You need reliable information to make decisions about risk and business outcomes. Often this information is so valuable that you may seek to purchase it directly through 3rd party data providers to augment your internal data.
Yet, how often do you consider the impact of data quality on your decisions? Poor information can have detrimental effects on business decisions, and consequently, your business performance, innovation, and competitiveness. In fact, according to Gartner, 40% of all business initiatives fail to achieve their targeted benefits as a result of poor data quality.
Organizations that treat information as a corporate asset should engage in the same quality assessment discipline as with their traditional assets. This means monitoring and improving the quality and value of their information continuously.
In this post, we’re going to explore a practical framework for assessing and comparing data quality. This can be applied to data produced internally, as well as data purchased from 3rd party vendors.

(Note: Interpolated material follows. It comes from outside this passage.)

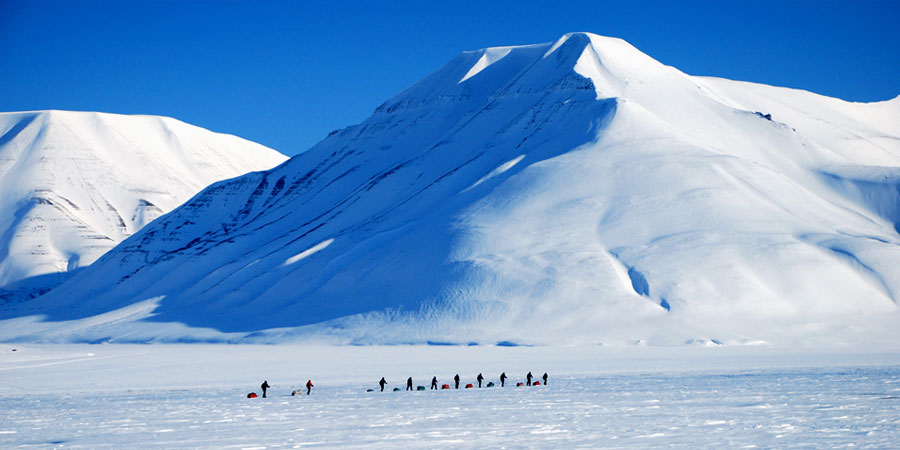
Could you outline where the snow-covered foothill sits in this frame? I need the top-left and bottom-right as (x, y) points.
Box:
(0, 33), (900, 348)
(0, 111), (287, 301)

Assessing data quality is a small but important component in measuring the overall value of information assets, which I’ve written about in a separate post.

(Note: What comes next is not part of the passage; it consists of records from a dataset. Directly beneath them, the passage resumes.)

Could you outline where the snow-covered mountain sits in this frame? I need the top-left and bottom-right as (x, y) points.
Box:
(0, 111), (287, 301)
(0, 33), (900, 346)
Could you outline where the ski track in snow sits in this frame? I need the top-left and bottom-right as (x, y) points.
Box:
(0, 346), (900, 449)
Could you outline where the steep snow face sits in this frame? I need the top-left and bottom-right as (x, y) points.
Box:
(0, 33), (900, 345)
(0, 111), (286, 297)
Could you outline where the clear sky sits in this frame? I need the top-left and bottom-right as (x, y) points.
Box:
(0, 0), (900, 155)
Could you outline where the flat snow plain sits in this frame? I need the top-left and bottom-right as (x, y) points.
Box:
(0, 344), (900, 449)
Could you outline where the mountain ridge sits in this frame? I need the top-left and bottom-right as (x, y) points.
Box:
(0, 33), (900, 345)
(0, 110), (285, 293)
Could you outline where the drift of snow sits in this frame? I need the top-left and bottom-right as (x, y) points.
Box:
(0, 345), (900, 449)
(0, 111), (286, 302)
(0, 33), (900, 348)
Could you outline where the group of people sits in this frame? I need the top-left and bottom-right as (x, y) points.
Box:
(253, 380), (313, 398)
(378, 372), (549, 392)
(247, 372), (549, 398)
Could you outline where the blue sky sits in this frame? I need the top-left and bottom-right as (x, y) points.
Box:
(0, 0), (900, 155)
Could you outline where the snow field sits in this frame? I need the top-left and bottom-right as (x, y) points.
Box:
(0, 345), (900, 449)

Objective Data Quality Metrics
The most common data quality metrics can be broken down into the following categories:
- Accuracy – How accurately does each available data field represent reality? This is also commonly referred to as the validity of data.
- Coverage – What percentage of the events or objects of interest have records? For example, if you care about all companies in North America, what percent of North American companies are represented in the dataset?
- Completeness – Of all provided records, what percentage of the available fields have a value?
- Integrity – If there are relationships present in the data, how often are the expectations between related attributes violated? For example, the total funds raised by a company should always equal the sum of individual fundraising events for that company, or foreign keys should always point to records that exist (referential integrity).
- Consistency – How consistent is the data in format and structure within and across datasets?
- Duplication – What percentage of all records are duplicates?
- Precision – How exact is the data? What is the level of detail of unstructured data like text or images? What is the delivery frequency of the data provided?
- Timeliness – What is the probability that the data represent the values in the real world at any given time? Note that we’re not interested in the time lag between an event happening in the real-world and the event showing up in the dataset. In practice, this is extremely hard to verify and the business often cares more about the dataset being in sync with the source, rather than the time-lag itself.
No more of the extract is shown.